I agree with the spirit of your comments. My focus is upon the faith of the earliest believers in a revelatory Christ. Attempting to model their complex transformation into a powerful institution. I think it reasonable to begin where the faith broke from its roots, Judaism. I think you do as well. Am I arguing there was no 'break''? of course not. At some early phase a new 'revelation' identified one sect from another. This process repeated many times. Such is why in a short span of time we find seemingly radically different schools of thought under the umbrella of Christianity. Johannine Christians, perhaps a century or more later, IMO represent a response to some of these developments.
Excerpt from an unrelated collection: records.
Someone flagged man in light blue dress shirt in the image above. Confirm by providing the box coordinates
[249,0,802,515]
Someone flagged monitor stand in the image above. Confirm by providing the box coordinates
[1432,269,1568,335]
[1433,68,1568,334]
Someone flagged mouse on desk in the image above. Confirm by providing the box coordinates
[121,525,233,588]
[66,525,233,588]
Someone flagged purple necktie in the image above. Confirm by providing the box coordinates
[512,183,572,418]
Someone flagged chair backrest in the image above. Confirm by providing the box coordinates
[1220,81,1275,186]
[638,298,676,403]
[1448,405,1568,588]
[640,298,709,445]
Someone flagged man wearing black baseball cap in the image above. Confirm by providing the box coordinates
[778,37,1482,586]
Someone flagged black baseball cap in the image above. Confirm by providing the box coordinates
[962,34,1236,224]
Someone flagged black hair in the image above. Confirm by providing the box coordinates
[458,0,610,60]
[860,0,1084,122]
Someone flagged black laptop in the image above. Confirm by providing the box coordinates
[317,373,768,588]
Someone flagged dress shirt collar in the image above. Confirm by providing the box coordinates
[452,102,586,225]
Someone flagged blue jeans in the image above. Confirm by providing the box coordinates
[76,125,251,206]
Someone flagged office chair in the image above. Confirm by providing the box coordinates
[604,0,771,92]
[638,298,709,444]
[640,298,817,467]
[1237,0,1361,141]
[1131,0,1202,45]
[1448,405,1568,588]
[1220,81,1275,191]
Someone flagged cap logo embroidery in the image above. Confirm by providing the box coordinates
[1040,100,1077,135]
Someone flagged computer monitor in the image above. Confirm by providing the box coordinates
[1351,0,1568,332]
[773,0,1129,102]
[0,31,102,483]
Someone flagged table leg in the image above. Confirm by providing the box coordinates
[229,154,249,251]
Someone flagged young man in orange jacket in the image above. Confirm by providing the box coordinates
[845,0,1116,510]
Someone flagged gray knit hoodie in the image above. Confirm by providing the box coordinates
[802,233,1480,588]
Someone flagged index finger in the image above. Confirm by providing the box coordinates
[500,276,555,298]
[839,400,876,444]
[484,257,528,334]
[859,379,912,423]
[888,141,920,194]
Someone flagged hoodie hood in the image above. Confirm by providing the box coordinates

It's my opinion it preserves, in a post-Gospel way, some of the earlier flavor. Briefly said, the break from Hellenized Judaism was real but yet it was no more radical than Docetism from its precedents, or that of the scores of other 'heterodoxies' the later Catholic church denounced in its efforts to homogenize Christianity into a powerful institution.
While many find the notion radical or fringe, considering the possibility that Christianity followed a path similar to most faiths, beginning as a concept rather than an historical event, is quite rational. Having spent years in a Hindu culture, I observed just how seamlessly the mind can transform spiritual/metaphor into live action characters. The less initiated can be excused for literalizing stories of Ganesh, Lord Vishnu and countless other emanations of Brahman. Millenia of dramatization through story telling have given these 'concepts' a temporality/corporeality not intended by their Vedic faith's founders. Many reformed Jews would understand the same took place in their faith. Yahweh walking around in his park or riding a chariot and such.
Ultimately every faith is unique and at the same time indebted to its precedents.